COEUR d'ALENE - The CEOs of local public hospitals are on the campaign trail.
Kootenai Health's Joe Morris and Mike Pruitt from Shoshone Medical Center are urging voters to support a November ballot initiative that will amend Idaho's Constitution regarding funding for building projects and equipment purchases.
The measure, House Joint Resolution 4, would allow public hospitals to incur long-term debt to finance such projects without voter approval - provided no property tax revenue is used to repay the debt.
"It restores the way we've operated for 30-some years," Morris said.
The section of the state's Constitution prohibiting public entities from entering into long-term debt without voter approval was not applied to hospitals until 2006, when it was re-interpreted by a Supreme Court case.
Morris said Kootenai Medical Center was built during that time using revenue bonds, not taxpayer dollars, and was paid off in full by 1995.
The constitutional amendment is being sought to eliminate ambiguity in the existing section of the Constitution, and restore flexibility to hospital funding for building and equipment.
Steven Millard, president of the Idaho Hospital Association, said opponents of HJR4 claim the measure takes away the public's right to vote, and does not protect citizens.
"We think this protects the public more. One of the alternatives would be for the public hospital to increase property taxes to pay for their project, pay for their equipment," Millard said.

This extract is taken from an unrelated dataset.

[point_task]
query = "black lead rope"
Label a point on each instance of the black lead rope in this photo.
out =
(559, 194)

Larry Spencer, a Kootenai County property owner and local opponent of HJR4, believes the public should be allowed to vote on the measure regardless of whether property taxes are involved.
"The citizens have to pay for those projects through the cost of medical care, higher insurance premiums or higher out of pocket expenses," Spencer said.
Spencer said that without public oversight, hospitals could build "more extravagantly" than necessary.
"A project that is needed that could cost $10 million could become an $80 million project without voter approval," Spencer said.
Millard pointed to part of the amendment that is not included in the ballot language, but considered significant.
"It says the full faith and credit of the state, any taxing entity, is not on the line if there is any default in these kinds of arrangements, and the other part it's only if non-taxpayer dollars are used to repay the debt,"
Morris said default should not be a great concern since Idaho public hospitals have been responsibly borrowing money and financing projects this way for years.
"Public hospitals have borrowed $418 million through the Health Authority since the early 1970s, and it's all been paid back with no defaults and no late payments," Morris said.
The Idaho Health Facilities Authority is an agency created by the Idaho Legislature in 1972. Its mission is to help eligible nonprofit health care providers obtain low cost, tax-exempt financing. The authority's board is appointed by the governor.
Spencer believes that regardless of the amendment language prohibiting the consequences of default from falling to taxpayers, the citizens are still at risk of losing buildings and property originally funded through taxes if foreclosure should occur.
Shoshone Medical Center head Mike Pruitt said that although opponents of HJR are well-intentioned in wanting to cut costs for taxpayers, "This has unintended consequences which are very devastating to small, rural facilities."
He said he can't wait months for an election to finance something that costs up to several million dollars, and is essential to the operations of the hospital.
Spencer contends items necessary to sustain life or hospital operations would be considered "ordinary and necessary" expenses under the existing article of the state's constitution, and hospitals would not be prohibited from incurring debt without voter approval.
He said hospitals would simply have to ask a judge to approve it, and he doesn't believe such a request would ever be denied.
Hospitals like Pruitt's in Shoshone County, would still have to wait for the judge's signature, and spend whatever time that takes with no guarantee of approval.
Pruitt said time is a factor because in a situation as he earlier described, patients are put at risk.
"While it's not far to get to Coeur d'Alene, it's a long ways to hold your breath, if you really want to get it in a nutshell," Pruitt said.